DP-203 Data Engineering on Microsoft Azure – Monitor and optimize data storage and data processing

  • By
  • June 30, 2023
0 Comment

1. Best practices for structing files in your data lake

Now, in this chapter, I want to give some best practices when it comes to structuring your files. And this is when it comes to building your data lake. So normally when you design a data lake, you might go ahead and create something known as multiple zones. These zones, for example, can map on to different containers that you have in an Azure data lake gen two storage account. For example, you might have one container which is defined as the raw zone. So here the container would take all of the files that are being ingested into the Azure data lake gen two storage account.

So this contains the files in its original format, whether it be Avro, whether it be Parquet, whether it be JSON, etc. Then you might have another zone or another container where basic filtering has been carried out on the raw data, the data in the raw zone. So, for example, you could remove columns that are not required, let’s say in a parquet based file or in a JSON based file. And then finally, you might have another folder which represents your curated zone. This is the data in which you want to perform the analytics. So this is the data that you might, let’s say, transfer onto your data warehouse. Now, apart from that, the hierarchy used for the storage of files is also important. See, normally when it comes to ingesting data, you will be ingesting data at a rapid pace.

You might be having data that might be coming in every minute onto your Azure data Lake gen two storage account. That’s why it’s very important to use a proper hierarchy when it comes to the storage of your files. Here just giving an example. So you might have your raw zone, but this might be in a particular department. So you might have a department first have a raw zone for the department. You might have a folder which denotes the data source, because data can come from a variety of sources. Then you have the year, the month, the day.
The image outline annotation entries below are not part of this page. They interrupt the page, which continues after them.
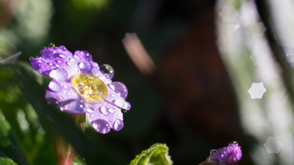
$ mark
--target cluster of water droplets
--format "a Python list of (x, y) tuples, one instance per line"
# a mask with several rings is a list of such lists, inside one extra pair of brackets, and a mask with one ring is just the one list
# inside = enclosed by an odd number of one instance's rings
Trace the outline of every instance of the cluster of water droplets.
[(236, 163), (241, 159), (241, 149), (236, 141), (231, 141), (227, 146), (218, 150), (214, 148), (210, 151), (211, 159), (217, 161), (219, 164)]
[(87, 112), (93, 127), (101, 133), (107, 133), (111, 128), (116, 131), (123, 128), (120, 109), (114, 107), (109, 103), (103, 103), (100, 107), (88, 108)]
[[(32, 57), (30, 60), (34, 69), (54, 79), (46, 91), (45, 97), (49, 104), (56, 104), (61, 111), (70, 113), (86, 111), (89, 121), (101, 133), (107, 133), (112, 128), (114, 131), (123, 129), (124, 122), (120, 108), (129, 110), (131, 104), (125, 100), (127, 96), (125, 85), (112, 82), (114, 71), (110, 65), (98, 66), (92, 61), (89, 52), (76, 51), (74, 55), (65, 47), (56, 47), (53, 43), (42, 50), (41, 54), (42, 57)], [(99, 77), (112, 90), (108, 96), (109, 100), (92, 104), (81, 99), (69, 82), (71, 77), (80, 74)]]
You could even have the hour and minute as well. And then you have the file itself. Next, look at using compressed file formats such as park, because here less time is spent on the data transfer. And when it comes to loading data in Azure Synapse, you can take the advantage of the data warehousing aspect that can be used for decompression. And you can also use multiple source files because remember that when it comes to the compute nodes, when it comes to the MVP architecture of Azure Synapse, when it comes to your dedicated SQL pool, you can actually split your source files into different parts. And here are the multiple compute nodes. Each of them can process one file at a time, right? So in this chapter, just want to kind of go through some of the best practices when it comes to structuring your files.

2. Azure Storage accounts – Query acceleration

Now, in this chapter, I briefly want to go through something known as the Azure Data Lake Storage query acceleration. So here I don’t have any sort of lab on this. I just want to let you know about this particular feature. So, this feature is used when you have applications such as your net based applications that actually access your files in your Azure Data Lake Gen Two storage account. So when you’re using a. Net program, and let’s say you’re using SQL to work with the data that is present in your Azure Data Lake Gen Two storage account, then in order to get faster results when it comes to filtering of row, predicates and column projections, you can actually make use of this feature known as Query Acceleration Request.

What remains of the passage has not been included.